I don't know. I'll go ahead and predict that a lot of coins will will one day be lost because of corrupted hard ware wallets; I wish we had a remindme bot over here!

[lucasjkr]

With all that said, why do you need to hide behind a newbie account?

I came here wondering about how we can trust hardware wallets in general, whether from black arrow or trezor, learned a bit more than I expected about allegations about Black Arrow... But I feel like I have to take those with a grain of salt because you can't link your ordinary user account to this...?

[TheRealSteve]

I came here wondering about how we can trust hardware wallets in general

On that topic - in addition to what I already wrote - as many people are receiving their Mycelium Entropy devices, and are finding that boxes (appear to) have been tampered with, Mycelium has also responded with how that (doesn't) affects its integrity.
http://www.reddit.com/r/Bitcoin/comments/30ip6j/my_new_mycelium_entropy_device_opened_by_border/

I'd actually search for 'mycelium entropy' here / at reddit, there's a fair bit of discussion on that aspect (as well as general reviews of the device , of course).

[blackarrow]

so if you guys are using same firmware as trezor what really is the difference between yours and theirs ? .. doesnt that kinda makes them both same other then the price difference i mean ?

the bootloader is different.

If you can set aside your tinfoil hat for a moment, you are correct in principal that these are the 'same' devices.

Sorry, we did not had time to set this up but we will shortly.
We can now offer the wallet without firmware and without bootloader for customers who wish to upload their own firmware.

[lucasjkr]

Yay! First time in all my time here that I had a post deleted... And now, I have no trust in this company.

[Muhammed Zakir]

Sorry, we did not had time to set this up but we will shortly.
We can now offer the wallet without firmware and without bootloader for customers who wish to upload their own firmware.

@blackarrow: Is this like bWallet? Does it have sort of backdoor like bWallet? You aren't even putting enough efforts. It doesn't take much time to create a repository. This inreases the suspiciousness of your product.

Trezor code is licenced GPLv3, which roughly means that anyone can do whatever they want with the code (including producing and selling clones)
 =snip=

They changed the TREZOR firmware license from "completely open-source" (LGPLv3) to "shared-source" (Ms-RSL) on January 28, 2015.(copy-paste from http://satoshilabs.com/news/2015-01-30-trezor-software-license/)

[TheRealSteve]

They changed the TREZOR firmware license from "completely open-source" (LGPLv3) to "shared-source" (Ms-RSL) on January 28, 2015.(copy-paste from http://satoshilabs.com/news/2015-01-30-trezor-software-license/)

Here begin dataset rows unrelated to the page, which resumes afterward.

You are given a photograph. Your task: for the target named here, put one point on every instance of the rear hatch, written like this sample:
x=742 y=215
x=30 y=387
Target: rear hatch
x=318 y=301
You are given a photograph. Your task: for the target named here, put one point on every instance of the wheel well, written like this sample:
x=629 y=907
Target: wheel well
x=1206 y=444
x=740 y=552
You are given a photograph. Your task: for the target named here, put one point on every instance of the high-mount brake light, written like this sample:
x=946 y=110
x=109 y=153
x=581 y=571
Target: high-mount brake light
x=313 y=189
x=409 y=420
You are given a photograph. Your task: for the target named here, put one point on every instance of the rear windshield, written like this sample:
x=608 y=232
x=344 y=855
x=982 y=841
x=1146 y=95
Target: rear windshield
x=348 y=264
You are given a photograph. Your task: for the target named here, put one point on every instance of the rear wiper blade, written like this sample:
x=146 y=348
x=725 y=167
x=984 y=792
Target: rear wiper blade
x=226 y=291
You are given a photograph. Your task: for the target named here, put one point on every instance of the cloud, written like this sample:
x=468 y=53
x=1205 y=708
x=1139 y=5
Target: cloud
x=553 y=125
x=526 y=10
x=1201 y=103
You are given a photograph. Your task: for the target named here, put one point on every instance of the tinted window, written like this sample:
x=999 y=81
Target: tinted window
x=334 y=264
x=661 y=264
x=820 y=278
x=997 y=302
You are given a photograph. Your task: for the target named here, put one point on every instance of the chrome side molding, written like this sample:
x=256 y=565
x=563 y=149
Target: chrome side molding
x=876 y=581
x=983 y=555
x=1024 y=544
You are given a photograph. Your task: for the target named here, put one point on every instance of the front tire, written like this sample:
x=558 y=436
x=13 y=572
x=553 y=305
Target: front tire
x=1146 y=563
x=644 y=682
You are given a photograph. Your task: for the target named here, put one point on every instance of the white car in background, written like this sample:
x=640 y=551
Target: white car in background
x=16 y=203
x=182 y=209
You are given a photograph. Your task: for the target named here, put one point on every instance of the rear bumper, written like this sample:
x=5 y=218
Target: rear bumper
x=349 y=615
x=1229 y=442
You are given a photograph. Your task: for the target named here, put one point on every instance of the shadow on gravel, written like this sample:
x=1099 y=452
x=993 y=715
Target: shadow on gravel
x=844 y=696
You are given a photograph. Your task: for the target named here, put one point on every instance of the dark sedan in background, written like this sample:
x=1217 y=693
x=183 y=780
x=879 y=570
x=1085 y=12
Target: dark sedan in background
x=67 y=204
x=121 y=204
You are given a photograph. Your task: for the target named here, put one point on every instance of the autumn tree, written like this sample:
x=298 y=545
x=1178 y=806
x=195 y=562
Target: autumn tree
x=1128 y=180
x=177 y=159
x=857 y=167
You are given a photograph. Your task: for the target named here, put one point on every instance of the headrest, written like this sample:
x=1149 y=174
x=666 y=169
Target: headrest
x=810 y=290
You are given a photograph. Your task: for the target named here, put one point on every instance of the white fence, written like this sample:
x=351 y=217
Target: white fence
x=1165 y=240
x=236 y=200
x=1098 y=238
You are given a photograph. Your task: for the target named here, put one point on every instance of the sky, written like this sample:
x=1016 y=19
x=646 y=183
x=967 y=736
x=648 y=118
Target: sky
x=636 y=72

Yeah, and then reverted that change.

After the change, we were amazed by the strength of the feedback showing that you all really do care about open source philosophy.

That’s why we have decided to revert the license change.

Their repo needs a LICENSE file for clarity, perhaps.

Discussions:
http://www.reddit.com/r/Bitcoin/comments/2u7dec/trezor_team_on_software_licensing_we_have_decided/
http://www.reddit.com/r/TREZOR/comments/2u3l6l/regarding_the_recent_change_from_open_lgplv3_to/

[Webnet]

I'd like one hardware wallet,
does it generate addresses itself or can I import an address into the device.

[blackarrow]

I'd like one hardware wallet,
does it generate addresses itself or can I import an address into the device.

 Please place your order on our website: https://www.blackarrowsoftware.com/store/ewallet.html

The addresses are generated by the wallet. It would be insecure to use keys generated by the computer.

[blackarrow]

We are currently running a promotion for the eWallet: Buy over 5 pcs, get them at half price on our website:

https://www.blackarrowsoftware.com/store/ewallet.html

[Xialla]

We are currently running a promotion for the eWallet: Buy over 5 pcs, get them at half price on our website:

https://www.blackarrowsoftware.com/store/ewallet.html

not sure if it is driven by your own stupidity or simple greed, but you scammed dozens of people and now you are "brave" enough and offering another product? holy fuck, where is last piece of common sense?

[blackarrow]

Promotion has ended. Thank you for your continuous support!